Notes for Team 6
(From September 25 meeting with Prof. Keshav)
Remarks
- This team is responsible for the integration part (and for "cracking the
whip"). The first task will be to get each team to check in a null interface.
- Then there is the whole area of protocol-specific management, a subject of on-going
research, especially project specification management. Commercial systems such as Tivoli
and Unicenter have databases which specify what runs on each system being managed.
- All network managers need application specific knowledge of what is going on, which is
more than only the basic SNMP stuff. For example, the whiteboard application might want to
know who is where.
- Helping the network manager to analyze the managed system is the MIB (Management
Information Database). This is complex, but hierarchical, which is nice.
- You can ask other teams what information they are willing to give you, and then you have
to figure out how to implement the management system in a nice way. Then you write a stub
for the other teams showing what fields you want them to fill in and how. You could design
your stubs to listen on a separate port for a manager request. The goal is to design
management into every layer from the start.
- Alarms - asynchronous alarms from managed objects go to the System Manager.
- Authentication - SNMP has the notion of community: who can access what objects.

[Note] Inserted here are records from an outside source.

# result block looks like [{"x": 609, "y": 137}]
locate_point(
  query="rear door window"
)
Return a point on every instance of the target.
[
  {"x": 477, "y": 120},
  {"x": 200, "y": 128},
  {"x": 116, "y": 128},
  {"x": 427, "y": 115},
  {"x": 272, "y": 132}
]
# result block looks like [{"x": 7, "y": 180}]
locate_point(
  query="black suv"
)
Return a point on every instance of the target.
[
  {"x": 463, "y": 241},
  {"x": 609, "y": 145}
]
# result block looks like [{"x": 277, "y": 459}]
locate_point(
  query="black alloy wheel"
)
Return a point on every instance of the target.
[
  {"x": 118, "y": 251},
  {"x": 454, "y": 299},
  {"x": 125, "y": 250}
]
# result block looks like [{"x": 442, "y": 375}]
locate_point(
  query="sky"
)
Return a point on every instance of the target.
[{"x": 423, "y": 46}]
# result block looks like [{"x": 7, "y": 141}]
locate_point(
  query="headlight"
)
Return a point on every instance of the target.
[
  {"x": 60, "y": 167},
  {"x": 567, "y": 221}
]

"Public" is the least restrictive. From there you might go to passwords
required. (Passwords in clear text are OK for this project.) Or use challenge/response,
which is one step better.
- Your major challenge is to figure out what the managed objects should be.
Questions
- Is SourceSave available in CSUGLAB? It should be. If not, send
Prof. Keshav email.
- Does the Manager have any active control over other layers? Can the Manager
drop a phone call? That's the next step. If you get the passive management
down, you could go on to implement this but it requires major security considerations.
- Shouldn`t there be security anyway? Usually we just use the idea
of "trusted group". For a book on SNMP, see "The simple book: an
introduction to networking management", M.T. Rose, in Carpenter Library.

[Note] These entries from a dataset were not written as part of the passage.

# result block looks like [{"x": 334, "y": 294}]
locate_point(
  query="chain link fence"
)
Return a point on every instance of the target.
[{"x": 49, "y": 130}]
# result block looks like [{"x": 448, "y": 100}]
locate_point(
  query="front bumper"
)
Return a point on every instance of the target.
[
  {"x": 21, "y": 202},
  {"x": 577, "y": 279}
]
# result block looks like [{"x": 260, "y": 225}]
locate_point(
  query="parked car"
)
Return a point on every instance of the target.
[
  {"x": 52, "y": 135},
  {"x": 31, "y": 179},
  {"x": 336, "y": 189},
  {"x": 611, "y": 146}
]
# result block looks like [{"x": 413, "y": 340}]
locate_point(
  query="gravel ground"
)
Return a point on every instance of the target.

- The stub sits on the client? Yes.
- Isn't that just the same as SNMP? Yes, but in SNMP all the
information in the hook is stored in a tree, which you can then interrogate. This might be
slightly heavyweight for the project.
- Do we have to use SNMP? No, but you should understand it.

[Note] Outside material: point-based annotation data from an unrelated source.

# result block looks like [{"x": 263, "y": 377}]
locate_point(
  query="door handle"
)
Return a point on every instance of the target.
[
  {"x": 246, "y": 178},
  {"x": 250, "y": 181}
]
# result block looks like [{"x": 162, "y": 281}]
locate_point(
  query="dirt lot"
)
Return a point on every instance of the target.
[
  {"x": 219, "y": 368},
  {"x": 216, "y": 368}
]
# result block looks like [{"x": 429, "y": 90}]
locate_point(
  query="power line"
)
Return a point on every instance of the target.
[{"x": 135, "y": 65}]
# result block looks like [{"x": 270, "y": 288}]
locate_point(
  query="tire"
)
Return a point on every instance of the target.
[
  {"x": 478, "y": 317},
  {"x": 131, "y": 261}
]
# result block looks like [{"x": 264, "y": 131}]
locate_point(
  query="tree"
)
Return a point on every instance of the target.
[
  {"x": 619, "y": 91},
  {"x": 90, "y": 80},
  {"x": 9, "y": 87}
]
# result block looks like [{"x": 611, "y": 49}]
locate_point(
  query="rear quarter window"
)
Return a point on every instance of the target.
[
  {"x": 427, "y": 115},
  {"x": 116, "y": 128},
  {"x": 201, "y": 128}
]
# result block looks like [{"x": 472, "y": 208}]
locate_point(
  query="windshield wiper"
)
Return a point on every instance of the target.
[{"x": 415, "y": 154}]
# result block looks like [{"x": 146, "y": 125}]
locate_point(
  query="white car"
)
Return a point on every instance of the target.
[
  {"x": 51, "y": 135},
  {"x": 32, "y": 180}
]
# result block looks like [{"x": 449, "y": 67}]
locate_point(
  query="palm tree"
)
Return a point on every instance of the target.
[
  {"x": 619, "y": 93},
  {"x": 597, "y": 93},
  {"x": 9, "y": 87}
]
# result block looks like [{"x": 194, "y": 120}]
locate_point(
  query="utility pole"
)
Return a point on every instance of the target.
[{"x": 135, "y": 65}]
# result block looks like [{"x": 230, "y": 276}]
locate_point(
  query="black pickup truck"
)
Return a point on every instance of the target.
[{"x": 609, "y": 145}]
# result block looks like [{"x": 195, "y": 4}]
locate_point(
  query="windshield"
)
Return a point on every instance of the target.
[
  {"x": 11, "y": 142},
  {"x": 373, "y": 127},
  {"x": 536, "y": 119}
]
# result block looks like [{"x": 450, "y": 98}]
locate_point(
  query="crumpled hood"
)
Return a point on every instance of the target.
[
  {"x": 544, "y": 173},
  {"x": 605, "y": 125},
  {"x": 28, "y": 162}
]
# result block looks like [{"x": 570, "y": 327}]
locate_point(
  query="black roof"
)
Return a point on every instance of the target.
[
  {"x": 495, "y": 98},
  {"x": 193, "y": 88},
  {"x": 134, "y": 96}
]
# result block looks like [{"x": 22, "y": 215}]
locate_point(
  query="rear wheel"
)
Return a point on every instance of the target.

- Could there be several manager servers? Yes, each would register
themself first, perhaps via the directory service. For example, there could be many
gateways. Check for timeouts to determine livliness. For consistency, whenever you save
state, figure out when it will be removed.
- Do we set up the whole interface, or let the teams do it? The
latter. First cut is due September 30.
- How are stubs invoked? Listen on a port for a request, send a
packet in some format. Or you could use remote invocation, which is not as simple. Or you
could just incorporate SNMP, but that is a lot of stuff.